Rz: Po kryzysie finansowym załamał się dotychczasowy konsensus w ekonomii, którego pan od dawna był krytykiem. Problem w tym, że nie wyłonił się nowy. W efekcie nie ma powszechnie akceptowanych rozwiązań kluczowych dziś problemów gospodarczych. Weźmy bliski panu przykład: część ekonomistów uważa, że Brexit zakończy się dla Wielkiej Brytanii gospodarczą katastrofą, inni zaś sądzą, że zdynamizuje brytyjską gospodarkę.
Steven Keen: To jest paradoks, że większość ekonomistów nie dostrzegła z wyprzedzeniem globalnego kryzysu z lat 2007–2009, za to dostrzegła kryzys, jaki ma rzekomo spowodować wystąpienie Wielkiej Brytanii z UE. Przed zgubnymi konsekwencjami Brexitu ostrzegały przecież najważniejsze międzynarodowe organizacje, jak MFW i OECD. Oczywiście, Wielka Brytania na razie pozostaje członkiem UE, ale już dziś widać, że secesja żadnego krachu nie spowoduje. Mnie od początku bliższy był pogląd, że Brexit będzie dla brytyjskiej gospodarki na dłuższą metę korzystny. Unię Europejską uważam za nieudany projekt i nie widzę sensu, żeby Wielka Brytania pozostawała na pokładzie tonącego statku.

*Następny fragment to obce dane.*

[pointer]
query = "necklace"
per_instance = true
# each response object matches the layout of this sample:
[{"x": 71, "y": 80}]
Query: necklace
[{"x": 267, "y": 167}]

Nieudanym projektem jest UE czy tylko strefa euro?
Integracja w Europie postępowała zbyt szybko. Największym problemem są otwarte granice przy braku wspólnej polityki fiskalnej. To oznacza, że ludzie z państw członkowskich pogrążonych w kryzysie, jak Grecja, Hiszpania, Włochy czy – na nieco mniejszą skalę – Francja, mogą bez najmniejszego problemu wyjechać do krajów prosperujących lepiej, jak Niemcy, Austria, ale też Wielka Brytania. Ta sytuacja jest nie do utrzymania na dłuższą metę, gdy nie ma paneuropejskiego Ministerstwa Finansów, mogącego skompensować te przepływy ludności. Wielka Brytania przyjęła setki tysięcy ekonomicznych uchodźców z upadłych państw UE w czasie, gdy sama starała się ustabilizować swoje finanse. To oznaczało cięcia wydatków, m.in. na politykę socjalną i usługi publiczne, co musiało doprowadzić do frustracji Brytyjczyków. Koncepcja otwartych granic miałaby rację bytu, gdyby wszystkie kraje UE prosperowały równie dobrze.
Architekci UE zdawali sobie sprawę z tego, że integracja wymaga konwergencji państw członkowskich. Temu służą wewnątrzunijne transfery z zamożniejszych regionów do uboższych, ale też w pewnym stopniu obowiązujące państwa członkowskie limity deficytu i długu publicznego...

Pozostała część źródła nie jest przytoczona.